* Magdalena August z Gryfowa Śl.
- Trochę czasu już od tej matury upłynęło! Pamiętam, że była piękna pogoda, a mój rocznik jako pierwszy zdawał „nową maturę”, więc emocje towarzyszyły wszystkim zdającym. Ogólnie maturę wspominam pozytywnie. Matura była dla mnie największym i pierwszym takim wielkim przeżyciem związanym z egzaminem i stresem, który wówczas miałam okazję poznać. Dla pocieszenia powiem, że matura to dopiero wstęp do tego czym są studia i wszystkiego co się z nimi wiąże, tak dobrego jak i złego.
* Marcin Przybylak z Olszyny
- Pisząc maturę czułem dziwny niepokój. Obładowany byłem ściągami, ale bałem się z nich korzystać. Na samym początku pisania ze stresu nie wiedziałem co, od czego zacząć. Po dłuższym czasie opadło to ze mnie i zabrałem się do pisania. Wszystko to też mogło być spowodowane tym, że byłem słabo przygotowany do matury, mało się uczyłem przed maturą. Dałem jakoś radę, zaliczyłem prawie wszystko, tylko z biologii miałem poprawkę.
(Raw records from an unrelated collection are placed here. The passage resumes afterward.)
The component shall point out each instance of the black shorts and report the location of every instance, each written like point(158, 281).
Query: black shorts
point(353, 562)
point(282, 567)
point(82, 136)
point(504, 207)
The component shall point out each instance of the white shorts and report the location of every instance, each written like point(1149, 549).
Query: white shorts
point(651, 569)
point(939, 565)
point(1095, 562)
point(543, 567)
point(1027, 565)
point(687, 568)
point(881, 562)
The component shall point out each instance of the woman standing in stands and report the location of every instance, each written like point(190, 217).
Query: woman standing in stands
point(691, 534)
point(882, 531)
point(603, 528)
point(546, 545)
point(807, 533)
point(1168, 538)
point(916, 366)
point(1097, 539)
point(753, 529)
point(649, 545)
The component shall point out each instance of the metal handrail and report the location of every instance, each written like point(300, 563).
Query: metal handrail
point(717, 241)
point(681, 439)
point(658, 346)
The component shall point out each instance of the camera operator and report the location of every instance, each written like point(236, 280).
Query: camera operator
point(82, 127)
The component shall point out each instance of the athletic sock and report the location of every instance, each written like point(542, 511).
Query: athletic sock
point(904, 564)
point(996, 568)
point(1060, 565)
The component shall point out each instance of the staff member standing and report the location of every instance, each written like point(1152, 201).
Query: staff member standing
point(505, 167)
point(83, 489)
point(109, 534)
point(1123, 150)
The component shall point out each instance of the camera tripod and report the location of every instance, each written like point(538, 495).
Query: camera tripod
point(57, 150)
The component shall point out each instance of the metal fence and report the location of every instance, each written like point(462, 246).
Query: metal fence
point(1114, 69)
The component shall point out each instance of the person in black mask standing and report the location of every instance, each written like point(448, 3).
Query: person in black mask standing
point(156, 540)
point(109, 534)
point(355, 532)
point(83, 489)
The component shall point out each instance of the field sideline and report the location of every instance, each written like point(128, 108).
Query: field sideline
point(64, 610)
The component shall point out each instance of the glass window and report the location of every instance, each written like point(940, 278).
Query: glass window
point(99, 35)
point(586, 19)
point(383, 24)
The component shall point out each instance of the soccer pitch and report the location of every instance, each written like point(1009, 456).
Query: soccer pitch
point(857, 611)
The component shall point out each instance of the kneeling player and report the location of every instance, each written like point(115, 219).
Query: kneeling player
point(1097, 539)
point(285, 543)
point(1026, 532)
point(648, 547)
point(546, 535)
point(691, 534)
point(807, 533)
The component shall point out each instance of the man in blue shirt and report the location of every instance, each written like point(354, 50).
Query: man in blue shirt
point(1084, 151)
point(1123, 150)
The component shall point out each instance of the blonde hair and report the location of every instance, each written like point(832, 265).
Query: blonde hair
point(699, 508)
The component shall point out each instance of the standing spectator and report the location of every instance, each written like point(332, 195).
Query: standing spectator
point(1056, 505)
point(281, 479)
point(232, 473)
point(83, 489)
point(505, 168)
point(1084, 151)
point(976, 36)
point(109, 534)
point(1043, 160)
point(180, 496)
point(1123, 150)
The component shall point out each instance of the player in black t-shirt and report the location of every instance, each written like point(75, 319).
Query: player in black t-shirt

* Marta Michańska z Radostowa
- Byłam pierwszym rocznikiem, który zdawał nową maturę, ale i też pierwszym gdzie pojawił się egzamin ustny. Pamiętam, że przedstawiałam prezentację na temat religijny. Najtrudniejszy był dla mnie język obcy w formie ustnej. W formie pisemnej na poziomie rozszerzonym największy kłopot sprawiła mi geografia. Na szczęście nie było matematyki. Największy stres towarzyszył mi podczas egzaminów ustnych. Moim zdaniem stara matura dawała możliwość wykazania się znajomością lektur na przełomie epok, jeżeli chodzi o język polski. Jeżeli chodzi o języki obce wykazałam się ich dobrą znajomością.
* Agnieszka Dąbrowska z Lubania
- Zdawałam maturę w 2005 roku, takie przedmioty jak: język polski, historie, geografię ustną. Najtrudniejszym problemem był ogromny strach, ale też przedmiot historia. Historia, ponieważ musiałam przyswajać duży nakład wiedzy, natomiast pozostałe przedmioty poszły jak z płatka. Bardzo się cieszę, że nie miałam na maturze matematyki z tej racji, że nigdy nie mogłam się jej nauczyć, ponieważ od klas początkowych nauczycielka nie umiała przekazać mi dobrze wiedzy. Jednym słowem matura była fajna, a nauka przychodziła dosyć łatwo. Matura nie była straszna, tylko zjadał strach.